Telecom App a été lancée en août 2023 et offre divers services. « L’exercice de réenregistrement de carte SIM se fait à travers le site myt.mu/sim. Afin de simplifier la vie de nos clients, nous avons aussi intégré un lien directement de l’application Telecom App. »


Emtel Ltd : « The ML kit is one of the possible solutions that operators use »

Au sujet des services de ML Kit, Emtel indique avoir développé deux applications, Genie App (utilisée par les agents) et MoEmtel (utilisée par les clients), opérationnelles depuis la mise en application de The Sim Regulations 2023.

Emtel ajoute que « the photo of the user of the sim card needs to be captured, in accordance with the Regulations, which further stipulates for a liveness check in addition to performing an image check of the person’s photo against the picture from their Identity Card or the passport photo in case of non-citizenship.

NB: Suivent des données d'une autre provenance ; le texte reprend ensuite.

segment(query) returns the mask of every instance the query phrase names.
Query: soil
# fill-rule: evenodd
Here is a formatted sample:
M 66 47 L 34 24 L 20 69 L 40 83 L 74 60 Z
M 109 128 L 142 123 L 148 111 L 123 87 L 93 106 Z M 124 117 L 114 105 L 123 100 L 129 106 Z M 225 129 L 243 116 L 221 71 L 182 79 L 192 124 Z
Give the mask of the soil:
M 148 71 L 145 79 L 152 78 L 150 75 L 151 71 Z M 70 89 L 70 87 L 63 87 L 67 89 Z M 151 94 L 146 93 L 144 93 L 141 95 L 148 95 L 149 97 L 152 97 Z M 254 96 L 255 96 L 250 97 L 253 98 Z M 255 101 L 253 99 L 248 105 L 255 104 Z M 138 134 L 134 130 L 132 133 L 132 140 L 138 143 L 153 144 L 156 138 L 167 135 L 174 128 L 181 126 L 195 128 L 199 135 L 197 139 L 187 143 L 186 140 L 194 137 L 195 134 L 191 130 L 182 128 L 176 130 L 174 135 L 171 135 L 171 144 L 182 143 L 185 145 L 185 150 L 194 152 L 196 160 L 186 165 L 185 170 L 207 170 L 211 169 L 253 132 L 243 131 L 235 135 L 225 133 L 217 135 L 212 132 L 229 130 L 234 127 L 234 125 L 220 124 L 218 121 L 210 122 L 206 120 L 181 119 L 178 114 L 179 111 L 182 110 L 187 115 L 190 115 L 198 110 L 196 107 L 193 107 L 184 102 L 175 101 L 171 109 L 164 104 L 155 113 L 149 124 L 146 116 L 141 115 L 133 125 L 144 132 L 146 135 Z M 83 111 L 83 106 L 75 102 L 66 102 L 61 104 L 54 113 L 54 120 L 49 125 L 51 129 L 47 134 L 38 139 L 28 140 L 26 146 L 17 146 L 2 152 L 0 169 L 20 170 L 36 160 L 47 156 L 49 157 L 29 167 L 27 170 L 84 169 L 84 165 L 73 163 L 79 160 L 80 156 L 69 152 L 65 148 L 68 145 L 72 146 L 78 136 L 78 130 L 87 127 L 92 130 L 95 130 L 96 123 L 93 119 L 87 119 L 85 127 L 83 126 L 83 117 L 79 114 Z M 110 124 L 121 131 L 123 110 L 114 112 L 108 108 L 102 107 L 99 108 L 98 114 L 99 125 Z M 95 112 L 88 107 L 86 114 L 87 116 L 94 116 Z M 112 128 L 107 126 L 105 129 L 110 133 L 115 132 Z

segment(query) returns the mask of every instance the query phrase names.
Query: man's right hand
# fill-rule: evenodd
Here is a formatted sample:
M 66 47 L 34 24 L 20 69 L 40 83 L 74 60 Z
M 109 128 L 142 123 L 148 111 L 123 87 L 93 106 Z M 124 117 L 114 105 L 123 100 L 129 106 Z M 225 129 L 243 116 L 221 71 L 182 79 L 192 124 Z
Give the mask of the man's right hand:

This is to ensure the authenticity of the ID provided. The ML kit is one of the possible solutions that operators use for such activities. »

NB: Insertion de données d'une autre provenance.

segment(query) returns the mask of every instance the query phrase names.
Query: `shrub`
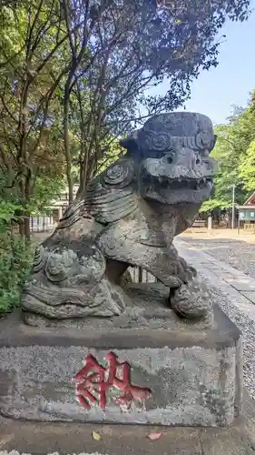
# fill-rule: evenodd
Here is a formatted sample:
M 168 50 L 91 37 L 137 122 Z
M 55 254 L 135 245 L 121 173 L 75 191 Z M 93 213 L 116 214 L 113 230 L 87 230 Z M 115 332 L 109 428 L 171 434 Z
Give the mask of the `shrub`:
M 17 209 L 0 200 L 0 313 L 18 306 L 21 286 L 33 259 L 32 245 L 12 228 Z

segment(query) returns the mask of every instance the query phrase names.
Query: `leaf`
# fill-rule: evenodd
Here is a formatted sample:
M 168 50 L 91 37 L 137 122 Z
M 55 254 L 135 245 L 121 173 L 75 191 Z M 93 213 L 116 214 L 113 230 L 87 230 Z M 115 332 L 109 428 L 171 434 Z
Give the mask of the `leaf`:
M 148 434 L 148 438 L 151 440 L 159 440 L 162 433 L 150 433 Z
M 99 433 L 97 433 L 96 431 L 93 431 L 92 434 L 93 434 L 93 439 L 94 440 L 101 440 L 102 438 Z

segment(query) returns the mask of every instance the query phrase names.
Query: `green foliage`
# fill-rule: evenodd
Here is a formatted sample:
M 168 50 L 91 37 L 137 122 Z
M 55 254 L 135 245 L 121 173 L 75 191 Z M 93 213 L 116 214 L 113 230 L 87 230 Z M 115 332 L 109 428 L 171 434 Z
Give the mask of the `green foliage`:
M 201 211 L 230 208 L 232 187 L 235 203 L 243 204 L 255 190 L 255 107 L 251 99 L 246 109 L 235 108 L 228 125 L 215 128 L 217 143 L 211 157 L 218 162 L 212 197 Z
M 255 140 L 250 142 L 244 157 L 242 157 L 240 175 L 245 189 L 255 191 Z
M 0 200 L 0 314 L 18 305 L 20 288 L 33 258 L 31 245 L 13 231 L 19 209 Z

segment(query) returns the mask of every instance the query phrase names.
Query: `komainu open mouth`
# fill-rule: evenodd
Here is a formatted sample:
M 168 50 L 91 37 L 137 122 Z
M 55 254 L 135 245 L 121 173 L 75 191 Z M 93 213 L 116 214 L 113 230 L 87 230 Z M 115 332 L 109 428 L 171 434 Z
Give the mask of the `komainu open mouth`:
M 192 189 L 200 190 L 204 189 L 206 187 L 212 187 L 211 177 L 202 177 L 202 178 L 178 178 L 178 179 L 169 179 L 166 177 L 159 177 L 159 182 L 162 187 L 171 189 L 172 191 L 177 189 Z

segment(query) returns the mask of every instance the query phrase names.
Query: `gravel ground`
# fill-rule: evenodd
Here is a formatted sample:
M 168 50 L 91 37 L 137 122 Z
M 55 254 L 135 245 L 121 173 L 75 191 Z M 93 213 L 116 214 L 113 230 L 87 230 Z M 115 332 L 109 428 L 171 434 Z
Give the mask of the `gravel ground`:
M 225 238 L 205 240 L 182 237 L 181 240 L 255 278 L 255 244 Z
M 181 240 L 198 250 L 214 257 L 255 278 L 255 245 L 232 239 L 198 239 L 181 238 Z M 228 296 L 206 284 L 216 301 L 229 318 L 237 325 L 243 336 L 244 386 L 255 399 L 255 324 Z

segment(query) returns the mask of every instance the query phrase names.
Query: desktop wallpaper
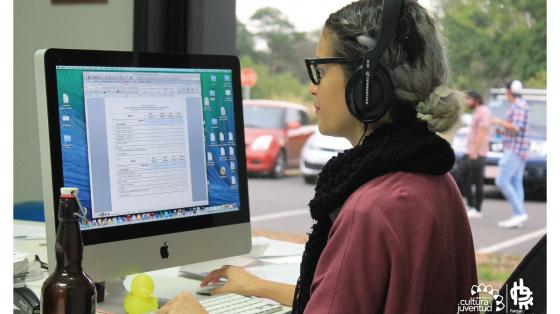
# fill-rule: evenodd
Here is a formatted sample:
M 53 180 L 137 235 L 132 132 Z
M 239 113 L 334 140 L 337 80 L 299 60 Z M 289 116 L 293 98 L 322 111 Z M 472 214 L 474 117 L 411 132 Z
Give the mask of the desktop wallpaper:
M 119 69 L 130 71 L 127 68 Z M 136 68 L 134 71 L 143 72 L 142 70 Z M 84 71 L 91 71 L 91 69 L 59 67 L 56 71 L 56 78 L 63 182 L 66 187 L 80 189 L 78 198 L 82 206 L 88 209 L 86 217 L 82 220 L 82 228 L 88 228 L 97 227 L 100 224 L 92 219 L 90 210 L 91 189 L 82 77 Z M 110 68 L 110 71 L 114 72 L 115 68 Z M 160 71 L 162 69 L 158 69 L 158 72 Z M 178 71 L 173 69 L 173 72 L 177 73 Z M 184 71 L 184 73 L 193 72 L 200 74 L 202 87 L 201 97 L 209 193 L 208 207 L 229 205 L 230 208 L 226 211 L 236 210 L 240 208 L 240 196 L 231 71 L 191 69 L 185 69 Z M 157 209 L 155 210 L 155 216 L 162 219 L 176 217 L 177 211 L 172 214 L 170 210 L 174 209 Z M 165 215 L 163 212 L 160 215 L 157 211 L 165 211 Z M 192 212 L 192 209 L 183 208 L 179 210 L 179 212 L 183 211 Z M 198 214 L 204 214 L 204 211 L 198 211 Z M 140 215 L 138 217 L 140 218 Z M 142 215 L 143 217 L 144 215 Z M 146 215 L 146 217 L 149 220 L 150 215 Z M 121 222 L 126 223 L 127 220 L 124 217 L 123 219 L 119 218 L 119 223 Z

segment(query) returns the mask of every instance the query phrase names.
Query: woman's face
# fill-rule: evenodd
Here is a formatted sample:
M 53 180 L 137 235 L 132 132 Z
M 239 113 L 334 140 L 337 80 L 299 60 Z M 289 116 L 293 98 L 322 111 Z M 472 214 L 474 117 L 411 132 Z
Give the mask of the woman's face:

Emtel réitère néanmoins que : « all data collected by Emtel are securely stored on Emtel servers, found in its data centre, certified as Tier 3 TIA942 and ISO27001 and are not transmitted to any third party. (…) All operators have designed and implemented their own applications/systems for the registration and re-registration process. Emtel does not use any software/equipment from either the ICTA or the Government. »


L’assurance des autorités

Interrogées au sujet de Regula Forensics et ML Kit, les autorités régulatrices se disaient, en premier lieu, ignorantes que leurs services avaient été sollicités par les compagnies de téléphonie mobile. Après quelques minutes de vérification, les autorités ont confirmé que les services des deux compagnies étrangères ont bel et bien été retenus.
Leurs Softwares auraient été installés « localement » en vue de comparer les selfies. Les données des citoyens mauriciens sont aussi stockées localement. Pour ce qui est d’autres précisions à cet effet, les autorités revoient la balle directement aux compagnies de téléphonie mobile.

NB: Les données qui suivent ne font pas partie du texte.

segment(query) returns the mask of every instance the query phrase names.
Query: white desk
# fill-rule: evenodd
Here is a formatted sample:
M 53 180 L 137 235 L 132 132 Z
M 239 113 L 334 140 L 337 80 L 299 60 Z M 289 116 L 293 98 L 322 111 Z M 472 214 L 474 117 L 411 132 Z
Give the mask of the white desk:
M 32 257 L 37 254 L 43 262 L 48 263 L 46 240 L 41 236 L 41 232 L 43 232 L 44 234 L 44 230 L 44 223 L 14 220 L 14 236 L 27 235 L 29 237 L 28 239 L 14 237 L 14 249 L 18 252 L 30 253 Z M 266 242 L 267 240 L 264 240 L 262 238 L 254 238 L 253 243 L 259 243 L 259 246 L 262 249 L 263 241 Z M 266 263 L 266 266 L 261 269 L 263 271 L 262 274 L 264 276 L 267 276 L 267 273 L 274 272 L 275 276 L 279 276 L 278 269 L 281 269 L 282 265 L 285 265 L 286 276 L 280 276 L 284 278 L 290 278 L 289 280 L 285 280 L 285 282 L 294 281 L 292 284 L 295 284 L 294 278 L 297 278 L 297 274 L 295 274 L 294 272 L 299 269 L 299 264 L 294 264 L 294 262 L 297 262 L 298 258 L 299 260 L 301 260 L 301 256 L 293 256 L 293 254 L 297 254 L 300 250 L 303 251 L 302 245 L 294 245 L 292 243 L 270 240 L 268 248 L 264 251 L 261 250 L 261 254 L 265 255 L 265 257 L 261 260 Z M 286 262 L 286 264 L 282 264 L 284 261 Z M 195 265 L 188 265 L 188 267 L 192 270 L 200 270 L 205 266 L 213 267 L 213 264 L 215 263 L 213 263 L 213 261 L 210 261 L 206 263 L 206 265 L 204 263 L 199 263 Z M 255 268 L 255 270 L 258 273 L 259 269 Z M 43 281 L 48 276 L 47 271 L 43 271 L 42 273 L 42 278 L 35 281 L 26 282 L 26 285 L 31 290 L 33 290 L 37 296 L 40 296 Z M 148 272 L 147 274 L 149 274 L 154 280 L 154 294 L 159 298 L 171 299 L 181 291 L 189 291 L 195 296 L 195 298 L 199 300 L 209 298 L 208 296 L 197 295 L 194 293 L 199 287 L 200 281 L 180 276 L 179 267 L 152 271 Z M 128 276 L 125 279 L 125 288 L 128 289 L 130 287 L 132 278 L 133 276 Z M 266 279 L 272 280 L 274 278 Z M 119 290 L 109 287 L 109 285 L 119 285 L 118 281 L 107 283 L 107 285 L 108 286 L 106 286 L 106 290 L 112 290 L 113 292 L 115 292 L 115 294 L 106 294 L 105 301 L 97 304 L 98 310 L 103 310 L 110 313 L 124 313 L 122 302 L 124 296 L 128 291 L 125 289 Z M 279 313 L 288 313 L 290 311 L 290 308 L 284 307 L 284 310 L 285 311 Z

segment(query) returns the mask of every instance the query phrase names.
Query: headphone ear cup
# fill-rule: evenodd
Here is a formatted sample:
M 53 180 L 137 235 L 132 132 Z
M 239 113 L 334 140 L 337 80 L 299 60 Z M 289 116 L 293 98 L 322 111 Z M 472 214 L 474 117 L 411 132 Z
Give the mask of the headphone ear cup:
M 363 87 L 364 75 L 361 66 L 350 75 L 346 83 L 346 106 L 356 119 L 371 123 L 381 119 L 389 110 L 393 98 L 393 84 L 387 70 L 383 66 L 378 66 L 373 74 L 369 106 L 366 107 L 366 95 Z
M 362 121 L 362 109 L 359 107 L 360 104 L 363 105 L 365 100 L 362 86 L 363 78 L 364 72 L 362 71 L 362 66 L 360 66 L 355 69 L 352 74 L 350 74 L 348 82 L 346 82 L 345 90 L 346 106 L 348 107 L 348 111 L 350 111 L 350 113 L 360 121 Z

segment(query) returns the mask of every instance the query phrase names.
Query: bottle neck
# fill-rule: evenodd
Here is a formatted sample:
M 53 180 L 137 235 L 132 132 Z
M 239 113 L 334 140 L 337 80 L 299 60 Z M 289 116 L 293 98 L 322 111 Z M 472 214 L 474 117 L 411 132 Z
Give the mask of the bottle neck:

Flou autour du partage des données

La question de partage de données auprès de tierces parties étrangères semble trouble. Les abonnés sont-ils informés que leurs photographies transitent vers des logiciels développés par des compagnies étrangères ? Une interrogation qui peut susciter des remous, notamment au chapitre des dispositions de la Data Protection Act.

Sur Play Store, les conditions imposent aux applications de déclarer si les données sont partagées à des tierces parties. Telecom App convient sur cette plateforme que « this app does not share user data with other compagnies or organisations ». De plus, la Privacy Policy et les Terms of Use datent, eux, d’août 2023, soit avant le démarrage du processus de réenregistrement d’octobre.

De son côté, Emtel utilise les services offerts par Google, détenteur de Play Store. Un aspect qui ne semble pas à cet effet cocher la case de « third parties ». Par contre, sur l’App Store, MO Emtel stipule ne collecter les données que dans des cas bien précis, non reliés à l’identité de l’utilisateur.


Presion lor presion

Des réunions diverses sont tenues avec des employés des compagnies de téléphonie mobile en vue d’orchestrer des opérations auprès des abonnés, particulièrement des sociétés mauriciennes. Ainsi, les directions imposent à leurs promoteurs de se rendre dans des entreprises pour diriger les travailleurs à réenregistrer leurs cartes SIM. Un souci majeur survient au niveau des téléphones mobiles utilisés par plusieurs employés : qui prendra la responsabilité de ladite ligne ?

La pression sur les compagnies de téléphonie est également d’ordre économique. Si leurs utilisateurs ne se font pas réenregistrer pas dans le délai imposé par l’ICTA, ces sociétés perdraient leurs abonnés. Ce qui causera un impact conséquent sur leurs chiffres d’affaires. D’où l’urgence des directions en vue de toucher le maximum de leurs utilisateurs avant le 30 avril.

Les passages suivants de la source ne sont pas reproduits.